Published: 10 April 2013



Identification of gene-phenotype relationships is a fundamental challenge in human health clinic. Based on the observation that genes causing the same or similar phenotypes tend to correlate with each other in the protein-protein interaction network, a lot of network-based approaches were proposed based on different underlying models. A recent comparative study showed that diffusion-based methods achieve the state-of-the-art predictive performance.

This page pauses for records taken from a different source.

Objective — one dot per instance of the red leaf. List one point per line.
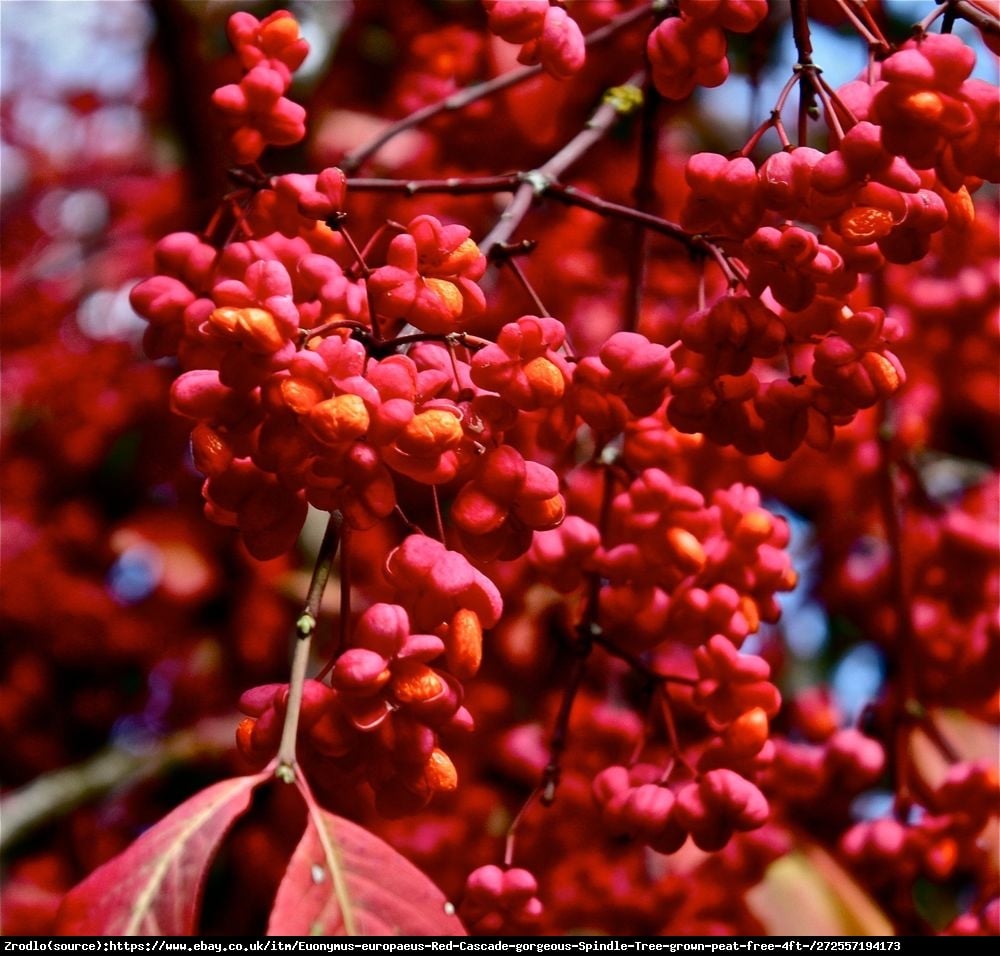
(344, 881)
(154, 887)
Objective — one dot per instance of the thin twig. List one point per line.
(535, 183)
(304, 628)
(480, 91)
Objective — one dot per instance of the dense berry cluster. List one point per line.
(562, 476)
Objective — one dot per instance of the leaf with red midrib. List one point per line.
(154, 887)
(344, 881)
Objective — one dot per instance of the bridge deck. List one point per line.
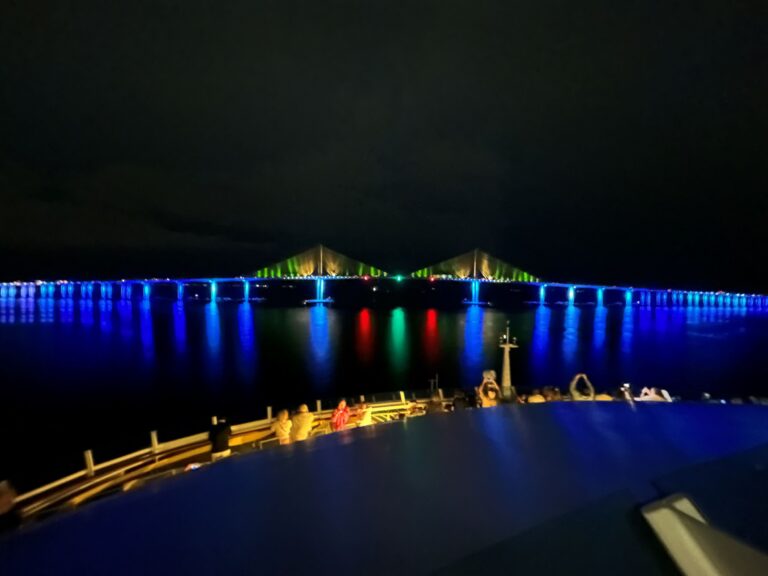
(506, 490)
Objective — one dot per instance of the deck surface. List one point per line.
(448, 493)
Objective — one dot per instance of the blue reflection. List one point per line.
(179, 328)
(146, 329)
(46, 308)
(86, 312)
(105, 315)
(320, 346)
(27, 309)
(627, 329)
(598, 337)
(247, 349)
(7, 311)
(472, 357)
(213, 336)
(125, 318)
(66, 311)
(540, 337)
(571, 333)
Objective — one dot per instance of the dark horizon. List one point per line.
(595, 143)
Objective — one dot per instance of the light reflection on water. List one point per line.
(237, 358)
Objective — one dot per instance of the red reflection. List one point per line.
(431, 336)
(364, 339)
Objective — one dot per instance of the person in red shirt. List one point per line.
(340, 416)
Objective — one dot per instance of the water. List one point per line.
(83, 374)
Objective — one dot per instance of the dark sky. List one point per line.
(605, 141)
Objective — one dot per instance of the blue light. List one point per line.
(179, 328)
(146, 328)
(472, 354)
(320, 350)
(247, 349)
(475, 288)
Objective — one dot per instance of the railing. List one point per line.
(126, 471)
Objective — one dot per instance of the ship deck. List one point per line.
(544, 489)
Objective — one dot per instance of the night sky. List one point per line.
(604, 141)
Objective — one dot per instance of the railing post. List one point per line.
(89, 467)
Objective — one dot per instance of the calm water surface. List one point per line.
(100, 375)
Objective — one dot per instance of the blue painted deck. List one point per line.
(449, 493)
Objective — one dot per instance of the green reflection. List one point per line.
(398, 341)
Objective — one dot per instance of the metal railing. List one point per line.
(125, 472)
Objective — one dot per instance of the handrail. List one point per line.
(106, 474)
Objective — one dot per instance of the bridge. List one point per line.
(323, 266)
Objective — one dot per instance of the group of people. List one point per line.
(288, 429)
(580, 389)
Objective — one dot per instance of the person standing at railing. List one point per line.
(576, 394)
(282, 427)
(302, 423)
(340, 416)
(364, 415)
(219, 436)
(489, 393)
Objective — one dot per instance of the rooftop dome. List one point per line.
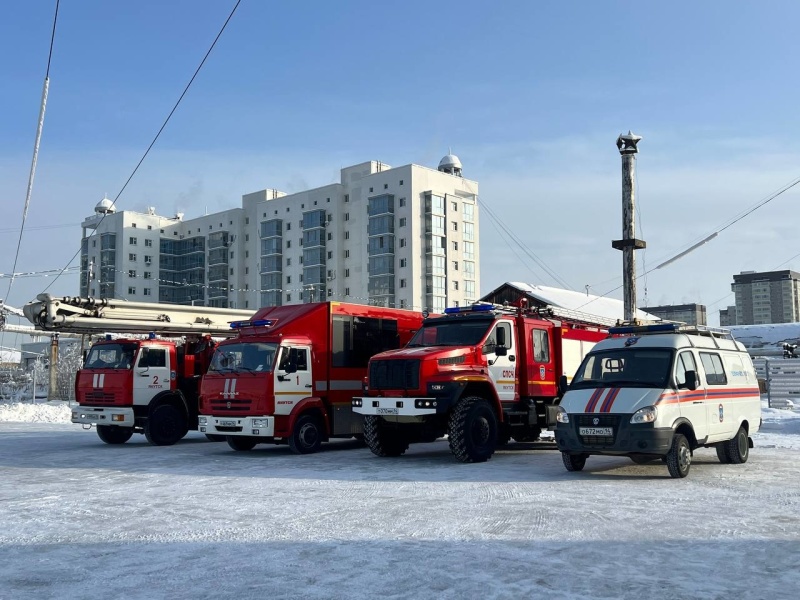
(104, 206)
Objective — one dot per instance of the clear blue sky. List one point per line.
(530, 95)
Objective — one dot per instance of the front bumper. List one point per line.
(246, 426)
(106, 415)
(398, 407)
(627, 438)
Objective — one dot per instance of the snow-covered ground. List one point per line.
(79, 519)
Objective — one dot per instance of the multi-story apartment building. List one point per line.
(404, 237)
(691, 314)
(769, 297)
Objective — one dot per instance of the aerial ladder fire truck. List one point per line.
(143, 375)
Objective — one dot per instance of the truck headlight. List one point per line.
(647, 414)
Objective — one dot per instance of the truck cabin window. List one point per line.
(625, 368)
(253, 357)
(110, 356)
(452, 333)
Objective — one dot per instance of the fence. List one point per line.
(781, 377)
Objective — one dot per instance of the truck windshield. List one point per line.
(110, 356)
(255, 357)
(451, 333)
(625, 367)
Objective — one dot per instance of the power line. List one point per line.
(155, 139)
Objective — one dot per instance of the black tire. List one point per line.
(738, 448)
(574, 462)
(306, 436)
(643, 459)
(111, 434)
(472, 430)
(679, 457)
(165, 426)
(240, 443)
(383, 440)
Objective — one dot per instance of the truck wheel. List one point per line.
(240, 443)
(472, 430)
(738, 448)
(306, 436)
(722, 453)
(383, 440)
(679, 457)
(111, 434)
(574, 462)
(165, 426)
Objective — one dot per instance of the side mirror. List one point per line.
(691, 380)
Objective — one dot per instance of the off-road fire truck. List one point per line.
(480, 374)
(291, 374)
(132, 381)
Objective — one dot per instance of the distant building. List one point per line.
(403, 237)
(727, 316)
(691, 314)
(769, 297)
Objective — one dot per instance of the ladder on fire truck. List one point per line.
(95, 316)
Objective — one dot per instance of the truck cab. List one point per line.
(660, 392)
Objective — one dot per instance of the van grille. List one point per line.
(394, 375)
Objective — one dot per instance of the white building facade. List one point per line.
(402, 237)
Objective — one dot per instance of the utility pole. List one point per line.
(626, 143)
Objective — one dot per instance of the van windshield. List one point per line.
(255, 357)
(625, 367)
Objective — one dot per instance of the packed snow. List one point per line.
(81, 519)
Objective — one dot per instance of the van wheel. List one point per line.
(383, 440)
(165, 426)
(472, 430)
(306, 436)
(679, 457)
(722, 453)
(738, 448)
(240, 443)
(111, 434)
(574, 462)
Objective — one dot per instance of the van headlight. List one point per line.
(647, 414)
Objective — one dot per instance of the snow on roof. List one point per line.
(588, 303)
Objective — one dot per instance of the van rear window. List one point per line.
(712, 365)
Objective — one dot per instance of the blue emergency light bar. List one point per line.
(253, 323)
(656, 328)
(484, 307)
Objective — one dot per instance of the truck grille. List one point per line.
(603, 421)
(241, 405)
(394, 375)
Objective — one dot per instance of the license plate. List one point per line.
(604, 431)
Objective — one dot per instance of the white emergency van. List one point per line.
(661, 391)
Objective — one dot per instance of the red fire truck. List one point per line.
(480, 375)
(291, 374)
(136, 383)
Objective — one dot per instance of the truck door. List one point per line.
(151, 374)
(542, 375)
(501, 352)
(292, 378)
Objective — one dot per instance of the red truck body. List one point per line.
(480, 375)
(291, 374)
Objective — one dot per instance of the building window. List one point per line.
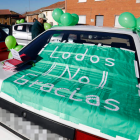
(117, 22)
(21, 28)
(82, 0)
(99, 20)
(137, 1)
(82, 19)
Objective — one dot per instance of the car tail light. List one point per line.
(79, 135)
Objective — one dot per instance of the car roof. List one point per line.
(94, 28)
(31, 23)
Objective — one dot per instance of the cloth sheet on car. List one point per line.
(85, 84)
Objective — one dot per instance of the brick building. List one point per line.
(47, 11)
(8, 17)
(5, 16)
(102, 12)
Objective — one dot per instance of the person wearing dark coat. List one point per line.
(38, 26)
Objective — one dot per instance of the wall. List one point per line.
(4, 20)
(108, 8)
(30, 18)
(48, 14)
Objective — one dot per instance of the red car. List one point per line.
(5, 30)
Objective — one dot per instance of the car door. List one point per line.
(29, 37)
(20, 33)
(5, 30)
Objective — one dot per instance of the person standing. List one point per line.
(38, 26)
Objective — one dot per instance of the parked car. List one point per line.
(5, 30)
(22, 33)
(79, 88)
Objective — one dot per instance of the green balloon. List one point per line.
(57, 13)
(17, 21)
(55, 26)
(138, 24)
(75, 19)
(127, 20)
(10, 55)
(47, 26)
(10, 42)
(22, 21)
(66, 19)
(18, 48)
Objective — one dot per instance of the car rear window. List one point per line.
(82, 37)
(3, 35)
(21, 28)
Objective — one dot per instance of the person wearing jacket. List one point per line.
(38, 26)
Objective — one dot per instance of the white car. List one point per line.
(22, 33)
(80, 88)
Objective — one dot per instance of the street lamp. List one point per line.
(29, 5)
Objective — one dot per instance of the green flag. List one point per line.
(84, 84)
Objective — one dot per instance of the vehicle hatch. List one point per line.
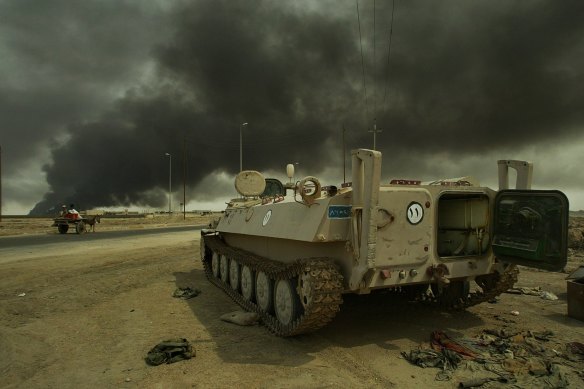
(531, 228)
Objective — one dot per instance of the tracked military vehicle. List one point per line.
(452, 242)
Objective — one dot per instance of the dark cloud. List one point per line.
(463, 78)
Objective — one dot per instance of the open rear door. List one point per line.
(531, 228)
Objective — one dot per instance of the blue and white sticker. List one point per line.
(339, 211)
(415, 213)
(267, 218)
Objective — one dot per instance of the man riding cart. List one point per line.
(69, 216)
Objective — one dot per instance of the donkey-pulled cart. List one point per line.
(80, 224)
(62, 224)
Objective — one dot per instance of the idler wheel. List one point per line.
(264, 292)
(286, 302)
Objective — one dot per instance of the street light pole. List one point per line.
(241, 145)
(169, 183)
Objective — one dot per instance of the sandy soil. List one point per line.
(89, 320)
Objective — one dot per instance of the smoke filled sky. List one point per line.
(94, 94)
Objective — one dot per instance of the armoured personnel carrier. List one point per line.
(449, 242)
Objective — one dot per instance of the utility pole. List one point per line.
(169, 183)
(375, 131)
(185, 178)
(241, 145)
(344, 156)
(0, 183)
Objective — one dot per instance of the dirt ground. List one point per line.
(85, 314)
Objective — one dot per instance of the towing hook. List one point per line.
(439, 272)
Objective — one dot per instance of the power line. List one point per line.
(362, 63)
(388, 54)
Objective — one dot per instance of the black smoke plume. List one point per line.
(463, 78)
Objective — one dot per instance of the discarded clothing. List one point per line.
(241, 318)
(444, 359)
(186, 293)
(441, 341)
(170, 351)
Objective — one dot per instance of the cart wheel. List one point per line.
(80, 228)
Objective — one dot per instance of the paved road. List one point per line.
(47, 239)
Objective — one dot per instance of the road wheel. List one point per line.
(264, 292)
(80, 228)
(286, 302)
(224, 268)
(234, 274)
(215, 265)
(247, 283)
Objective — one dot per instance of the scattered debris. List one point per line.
(548, 296)
(170, 351)
(241, 318)
(536, 291)
(186, 293)
(514, 356)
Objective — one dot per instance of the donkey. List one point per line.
(91, 221)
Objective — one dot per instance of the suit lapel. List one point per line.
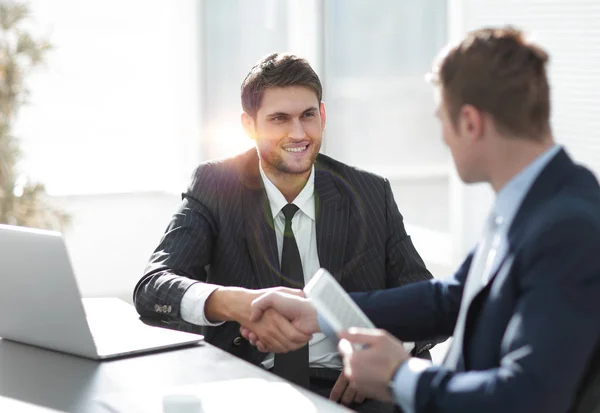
(550, 178)
(332, 211)
(258, 224)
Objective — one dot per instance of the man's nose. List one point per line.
(297, 130)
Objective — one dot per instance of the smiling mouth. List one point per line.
(298, 149)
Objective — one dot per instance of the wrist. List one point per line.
(229, 304)
(391, 384)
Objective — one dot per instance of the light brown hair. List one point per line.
(499, 72)
(277, 70)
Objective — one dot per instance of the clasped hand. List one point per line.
(271, 331)
(366, 372)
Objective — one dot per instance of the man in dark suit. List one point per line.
(524, 306)
(234, 235)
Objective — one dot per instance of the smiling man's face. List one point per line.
(288, 129)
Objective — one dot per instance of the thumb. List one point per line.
(260, 305)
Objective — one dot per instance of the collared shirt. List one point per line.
(322, 350)
(506, 206)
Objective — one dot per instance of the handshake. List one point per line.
(282, 320)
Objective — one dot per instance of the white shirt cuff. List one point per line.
(193, 301)
(405, 382)
(325, 327)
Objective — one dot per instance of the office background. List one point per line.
(138, 92)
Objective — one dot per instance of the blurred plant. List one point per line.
(22, 202)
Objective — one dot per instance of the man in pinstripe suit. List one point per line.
(223, 246)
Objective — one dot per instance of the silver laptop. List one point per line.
(42, 306)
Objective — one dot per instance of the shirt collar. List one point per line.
(510, 197)
(304, 201)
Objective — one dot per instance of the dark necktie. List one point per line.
(292, 366)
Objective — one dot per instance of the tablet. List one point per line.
(334, 304)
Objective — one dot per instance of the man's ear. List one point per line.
(248, 125)
(471, 122)
(323, 114)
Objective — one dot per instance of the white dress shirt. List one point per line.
(322, 350)
(506, 206)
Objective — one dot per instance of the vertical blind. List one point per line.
(570, 31)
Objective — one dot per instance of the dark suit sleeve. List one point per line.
(418, 311)
(547, 342)
(404, 264)
(178, 262)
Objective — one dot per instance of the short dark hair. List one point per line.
(499, 72)
(277, 70)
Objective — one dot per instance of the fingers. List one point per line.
(359, 398)
(345, 348)
(338, 388)
(260, 305)
(275, 333)
(291, 291)
(345, 393)
(348, 396)
(363, 336)
(290, 333)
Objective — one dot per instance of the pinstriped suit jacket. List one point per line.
(223, 234)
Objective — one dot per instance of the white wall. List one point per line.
(569, 30)
(113, 127)
(112, 237)
(116, 107)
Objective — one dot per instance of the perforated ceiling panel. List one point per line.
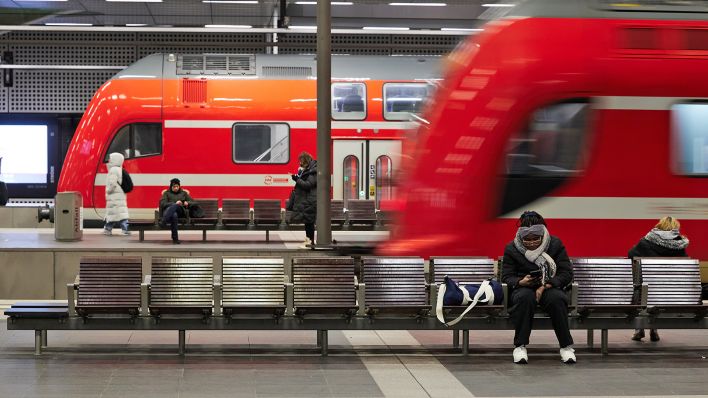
(147, 50)
(114, 55)
(54, 91)
(306, 43)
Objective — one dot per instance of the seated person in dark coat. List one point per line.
(537, 268)
(664, 240)
(173, 203)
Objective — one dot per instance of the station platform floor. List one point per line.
(360, 364)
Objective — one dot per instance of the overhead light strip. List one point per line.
(384, 28)
(334, 3)
(67, 24)
(229, 26)
(461, 29)
(231, 1)
(419, 4)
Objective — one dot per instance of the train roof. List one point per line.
(620, 9)
(275, 67)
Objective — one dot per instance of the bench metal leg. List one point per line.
(465, 342)
(181, 350)
(37, 342)
(324, 342)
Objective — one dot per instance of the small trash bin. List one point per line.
(68, 216)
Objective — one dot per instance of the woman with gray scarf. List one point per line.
(664, 240)
(537, 268)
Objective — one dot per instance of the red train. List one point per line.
(231, 126)
(593, 113)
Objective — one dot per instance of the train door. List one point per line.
(364, 169)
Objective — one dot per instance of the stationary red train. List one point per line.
(231, 126)
(593, 113)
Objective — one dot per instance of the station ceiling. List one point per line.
(346, 14)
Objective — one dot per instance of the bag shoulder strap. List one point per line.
(484, 287)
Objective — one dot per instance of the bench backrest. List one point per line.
(324, 281)
(211, 211)
(394, 281)
(603, 281)
(253, 281)
(361, 210)
(109, 282)
(671, 280)
(463, 270)
(182, 282)
(266, 211)
(236, 211)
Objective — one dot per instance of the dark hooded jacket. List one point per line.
(304, 196)
(648, 248)
(515, 265)
(169, 197)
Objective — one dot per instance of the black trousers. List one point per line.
(553, 301)
(310, 231)
(171, 216)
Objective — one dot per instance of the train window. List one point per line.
(261, 143)
(690, 139)
(351, 179)
(348, 101)
(137, 140)
(384, 179)
(550, 149)
(401, 99)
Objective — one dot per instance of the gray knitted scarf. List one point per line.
(669, 239)
(539, 256)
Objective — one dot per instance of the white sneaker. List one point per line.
(520, 355)
(568, 355)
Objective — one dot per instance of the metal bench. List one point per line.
(464, 270)
(108, 285)
(181, 285)
(337, 215)
(361, 211)
(236, 212)
(394, 285)
(253, 285)
(674, 285)
(605, 289)
(324, 286)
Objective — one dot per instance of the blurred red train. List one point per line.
(593, 113)
(231, 126)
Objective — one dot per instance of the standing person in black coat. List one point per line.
(537, 268)
(664, 240)
(303, 200)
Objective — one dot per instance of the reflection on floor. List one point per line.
(360, 364)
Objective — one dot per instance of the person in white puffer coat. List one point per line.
(116, 201)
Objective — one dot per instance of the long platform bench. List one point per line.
(342, 293)
(266, 215)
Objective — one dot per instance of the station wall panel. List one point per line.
(54, 91)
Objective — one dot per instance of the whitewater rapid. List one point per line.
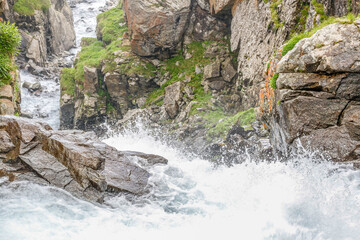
(192, 199)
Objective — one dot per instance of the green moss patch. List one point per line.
(222, 128)
(111, 25)
(9, 42)
(179, 68)
(67, 81)
(28, 7)
(348, 19)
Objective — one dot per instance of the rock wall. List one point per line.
(45, 33)
(73, 160)
(158, 27)
(317, 101)
(10, 97)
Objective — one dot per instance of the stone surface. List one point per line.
(173, 96)
(156, 26)
(333, 49)
(317, 99)
(6, 107)
(74, 160)
(44, 33)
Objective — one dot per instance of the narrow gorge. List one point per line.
(235, 119)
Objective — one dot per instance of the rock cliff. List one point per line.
(317, 99)
(45, 32)
(73, 160)
(197, 67)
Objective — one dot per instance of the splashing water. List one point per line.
(300, 199)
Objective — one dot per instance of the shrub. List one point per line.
(10, 39)
(5, 70)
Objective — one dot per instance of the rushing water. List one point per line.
(300, 199)
(191, 199)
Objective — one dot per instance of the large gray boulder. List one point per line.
(45, 32)
(318, 95)
(73, 160)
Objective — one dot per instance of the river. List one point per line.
(304, 198)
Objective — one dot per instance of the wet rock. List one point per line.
(6, 107)
(212, 71)
(173, 96)
(156, 27)
(6, 91)
(333, 49)
(318, 95)
(228, 72)
(45, 33)
(74, 160)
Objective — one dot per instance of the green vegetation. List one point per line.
(349, 5)
(111, 25)
(9, 42)
(319, 9)
(348, 19)
(273, 81)
(223, 127)
(179, 68)
(28, 7)
(68, 81)
(10, 39)
(274, 15)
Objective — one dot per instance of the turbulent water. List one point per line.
(191, 199)
(46, 104)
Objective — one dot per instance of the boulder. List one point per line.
(6, 107)
(221, 5)
(173, 97)
(6, 91)
(212, 71)
(73, 160)
(317, 102)
(156, 26)
(333, 49)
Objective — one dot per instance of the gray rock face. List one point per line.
(334, 49)
(254, 35)
(43, 34)
(159, 27)
(73, 160)
(319, 94)
(173, 96)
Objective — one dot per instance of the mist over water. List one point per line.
(192, 199)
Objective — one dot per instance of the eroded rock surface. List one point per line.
(73, 160)
(318, 94)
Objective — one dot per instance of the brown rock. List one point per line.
(156, 26)
(6, 107)
(73, 160)
(173, 96)
(6, 91)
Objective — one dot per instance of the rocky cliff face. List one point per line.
(158, 28)
(199, 92)
(259, 28)
(45, 33)
(317, 101)
(73, 160)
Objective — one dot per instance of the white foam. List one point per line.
(300, 199)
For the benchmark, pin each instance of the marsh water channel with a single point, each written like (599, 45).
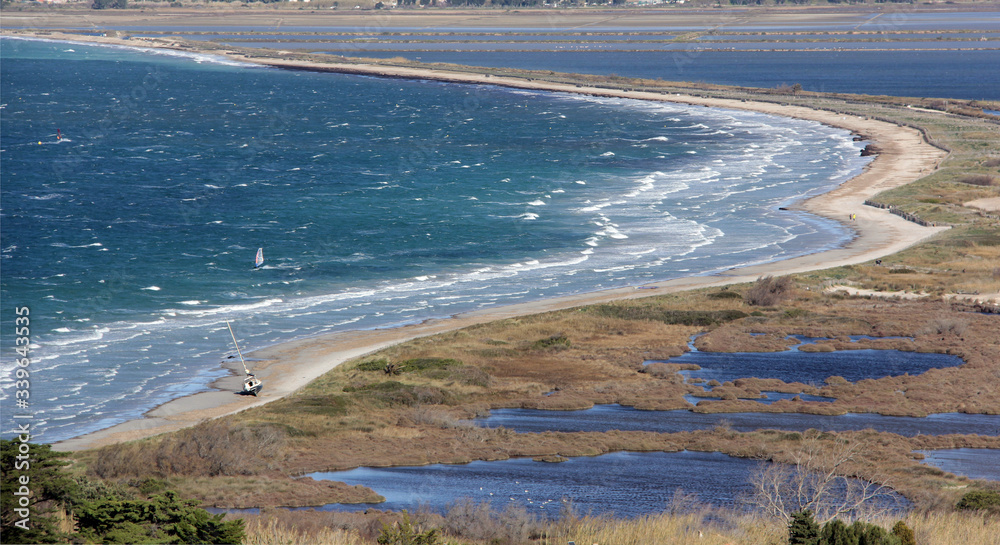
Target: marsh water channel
(630, 484)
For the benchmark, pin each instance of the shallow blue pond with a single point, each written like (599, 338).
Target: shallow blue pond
(628, 484)
(603, 418)
(975, 463)
(810, 367)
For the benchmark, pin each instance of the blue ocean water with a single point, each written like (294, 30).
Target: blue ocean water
(377, 203)
(959, 74)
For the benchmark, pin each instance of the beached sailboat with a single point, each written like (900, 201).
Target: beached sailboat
(251, 385)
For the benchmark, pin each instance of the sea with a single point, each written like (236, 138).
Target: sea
(137, 186)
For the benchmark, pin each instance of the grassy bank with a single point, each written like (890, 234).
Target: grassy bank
(406, 405)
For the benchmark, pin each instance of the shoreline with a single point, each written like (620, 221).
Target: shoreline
(905, 157)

In this paper, a new diffusion-based method was proposed to prioritize candidate disease genes. Diffusion profile of a disease was defined as the stationary distribution of candidate genes given a random walk with restart where similarities between phenotypes are incorporated. Then, candidate disease genes are prioritized by comparing their diffusion profiles with that of the disease. Finally, the effectiveness of our method was demonstrated through the leave-one-out cross-validation against control genes from artificial linkage intervals and randomly chosen genes. Comparative study showed that our method achieves improved performance compared to some classical diffusion-based methods. To further illustrate our method, we used our algorithm to predict new causing genes of 16 multifactorial diseases including Prostate cancer and Alzheimer's disease, and the top predictions were in good consistent with literature reports.


Our study indicates that integration of multiple information sources, especially the phenotype similarity profile data, and introduction of global similarity measure between disease and gene diffusion profiles are helpful for prioritizing candidate disease genes.


Programs and data are available upon request.